At about 10:30p.m. the D & C reported that East had lost. The score wasn’t close, 14 – 0, but I know Coach Kyle Crandall was proud of his Eagles even in defeat. In the article, Crandall said his players have tremendous heart. I can imagine him congratulating the team on a great season, saying they had represented East and city baseball well. And now, make me even prouder when you graduate.
So the 1980 Jefferson Statesmen are still the last city baseball team to win the sectionals. And looking back, what a magical season it also was.
In 1980 — having won the Class A sectional title the year before — Jefferson was coached by the legendary James BeDell Sr. (1929 – 2008). Elected to the Frontier Field Walk of Fame in 2000, Jim was a coach at Jefferson for 35 years; his baseball teams won three Section V titles, and his soccer, cross county and basketball teams won many city championships. He was also a pioneer in the development of physical education education programs for severely challenged students. After Jefferson, from 1989 – 1996, BeDell was the varsity coach at SUNY Brockport, his alma mater.
Jefferson’s star pitcher — and strong hitter — was Rocky DiPonzio. In 1979, DiPonzio had led the Statesmen to the title with a 9 -1 pitching record. By all accounts, Rocky was Jefferson’s best player since Johnny Antonelli, winner of 21 games for the New York Giants in 1954. DiPonzio was like today’s SOTA’s Kenny “Cruz Control” Cruz who we’ve reported on for several years (and nicknamed) and will be reporting on his status in the upcoming MLB draft.
Rocky’s senior year opened with great expectations — ones met.
The sectional quarterfinal featured an epic pitching matchup, pitting DiPonzio against Bath’s Bob Buckley. Both pitchers combined for 42 strikeouts as Jefferson eked out a 12 inning 2-1 victory with Rocky going the distance (in an era when starting pitchers often pitched complete games, in this case five extra innings).
Played under light rain at Silver Stadium, the title game against Waterloo was another classic. The game was scoreless entering the 7th inning as DiPonzio was pitching a perfect game.
In the top of the 7th, DiPonzio reached first with a single, and removed for a pinch runner (back then players could reenter a game after been pinch run for).
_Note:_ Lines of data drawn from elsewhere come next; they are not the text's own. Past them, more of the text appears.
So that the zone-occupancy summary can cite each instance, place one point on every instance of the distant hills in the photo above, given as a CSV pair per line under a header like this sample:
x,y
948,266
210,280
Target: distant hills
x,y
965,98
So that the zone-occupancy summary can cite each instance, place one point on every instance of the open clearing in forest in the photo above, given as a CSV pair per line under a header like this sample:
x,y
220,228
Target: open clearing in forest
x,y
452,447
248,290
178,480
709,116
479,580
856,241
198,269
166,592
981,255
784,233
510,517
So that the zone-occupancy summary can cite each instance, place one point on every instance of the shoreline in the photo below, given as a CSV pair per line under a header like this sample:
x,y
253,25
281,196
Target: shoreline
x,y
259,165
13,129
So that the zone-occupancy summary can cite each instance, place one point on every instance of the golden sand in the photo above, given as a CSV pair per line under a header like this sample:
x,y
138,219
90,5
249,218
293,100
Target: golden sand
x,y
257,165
An errant pick off throw allowed the Jefferson runner to score.
With one out to go for the perfect game, Rocky hit the Waterloo batter. But he retired the next man for a no hitter. Jefferson had repeated as champions.
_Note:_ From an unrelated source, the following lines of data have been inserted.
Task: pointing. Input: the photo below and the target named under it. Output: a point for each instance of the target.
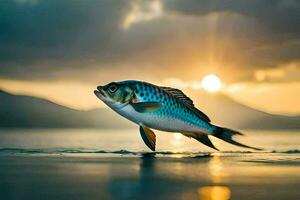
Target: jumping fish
(162, 108)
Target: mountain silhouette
(19, 111)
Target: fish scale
(172, 108)
(162, 108)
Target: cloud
(105, 40)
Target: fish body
(172, 116)
(161, 108)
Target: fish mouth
(99, 92)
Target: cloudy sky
(62, 49)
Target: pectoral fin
(148, 136)
(201, 137)
(146, 106)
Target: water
(98, 141)
(115, 164)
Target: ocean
(115, 164)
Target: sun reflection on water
(216, 170)
(214, 193)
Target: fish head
(115, 94)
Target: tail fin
(227, 134)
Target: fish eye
(112, 88)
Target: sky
(62, 49)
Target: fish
(162, 108)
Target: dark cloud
(50, 39)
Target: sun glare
(211, 83)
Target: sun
(211, 83)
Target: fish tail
(226, 134)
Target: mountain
(18, 111)
(32, 112)
(229, 113)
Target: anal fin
(201, 137)
(148, 137)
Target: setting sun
(211, 83)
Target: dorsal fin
(187, 101)
(179, 94)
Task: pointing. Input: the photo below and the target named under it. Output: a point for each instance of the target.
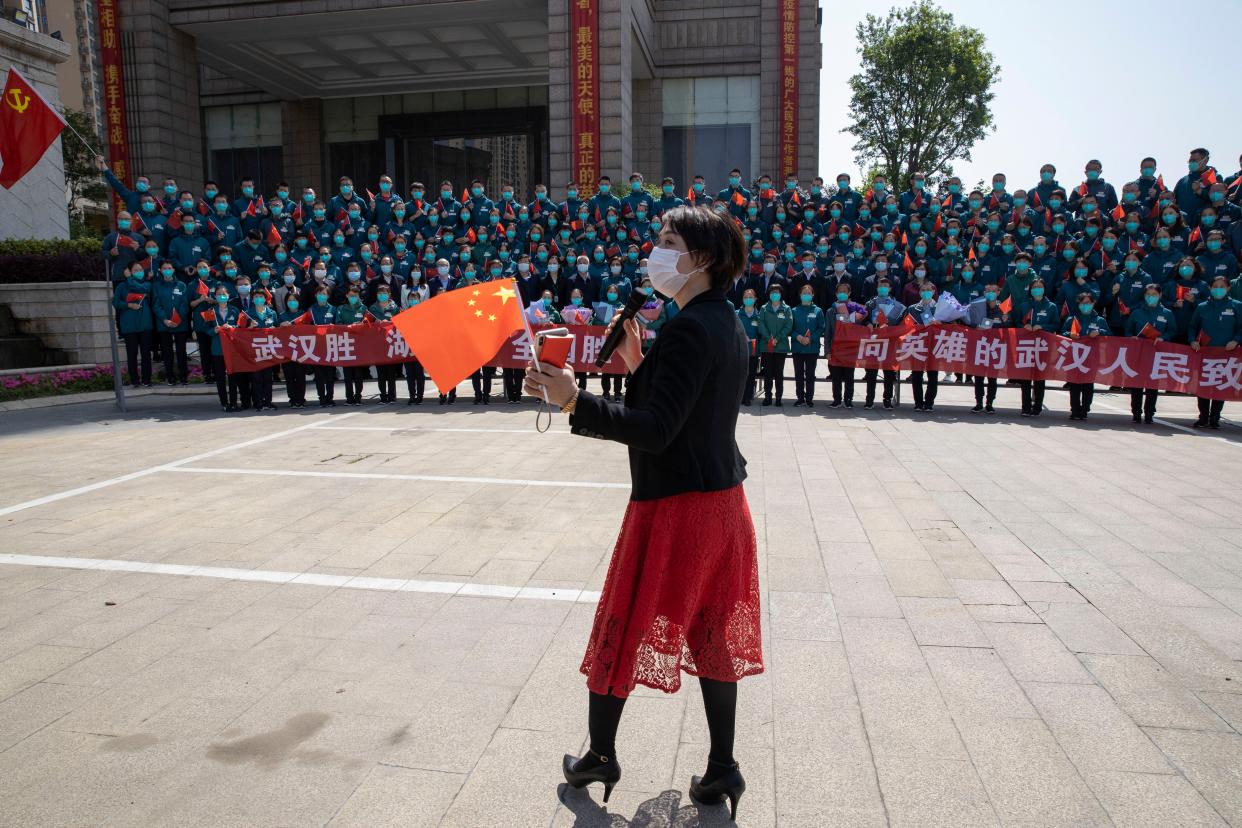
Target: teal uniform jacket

While we know where Johnny Antonelli has been, internet searches find few traces of what became of Rocky DiPonzio. He did attend Ithaca College where he pitched solidly. But after 1984, the trail ends. In a 2008 Section V Talks Back thread, OldSchool78 ranked Rocky in the top 6 of Section V pitchers, along with Antonelli, Tim Redding. Bob Sekell, Mike Jones, and Tom Paws.
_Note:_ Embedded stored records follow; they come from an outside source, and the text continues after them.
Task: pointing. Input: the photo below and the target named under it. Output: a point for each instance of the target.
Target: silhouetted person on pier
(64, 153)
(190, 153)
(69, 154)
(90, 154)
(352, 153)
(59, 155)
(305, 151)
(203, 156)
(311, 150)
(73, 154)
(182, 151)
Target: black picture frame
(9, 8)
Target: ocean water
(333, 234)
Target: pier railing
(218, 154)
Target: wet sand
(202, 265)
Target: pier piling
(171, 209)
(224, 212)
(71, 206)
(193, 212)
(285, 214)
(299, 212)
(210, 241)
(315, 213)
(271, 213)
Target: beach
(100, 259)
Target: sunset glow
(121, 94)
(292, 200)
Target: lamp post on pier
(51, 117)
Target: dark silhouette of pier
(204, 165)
So I don’t know if Rocky pursued professional baseball. Maybe 1980 — and that no-hitter under a light rain at Silver Stadium — remains his That Championship Season.
Looking back, it is not really so shocking that no city baseball team has won the sectionals since 1980. In the articles I read, dynastic city teams from the 70s where frequently referenced.
But school district demographics were changing. In 1979 and 1980, many of Jefferson’s players had Italian last names. By the 80s and beyond, city boys were increasingly drawn to basketball and football, and it became increasingly harder to compete in baseball with better resourced suburban schools .
But sports has a way of moving in cycles. I think city baseball is on the upswing. Baseball has a rich and deep tradition in the Hispanic community. Most of the East players come from within that community. And East’s success can only increase baseball participation from all communities. It won’t be another 36 years until a city team wins the sectionals.
I also learned that 1980 was the first year the RSCD required a C average for athletic eligibility. As columnist Greg Boeck said; “Why all the flap?” Boeck’s comment holds true today. While the issue still comes up for debate — and there are reasonable exceptions — linking academic effort and performance with the privilege to play sports is a good thing.
As seen in Boeck’s column, Coach Debell agreed, writing a letter to the D & C in favor of academic standards. While I’ve never specifically asked East’s Coach Crandall, I bet he would agree too. And probably tell you 81% of East players who have worn varsity uniforms have graduated.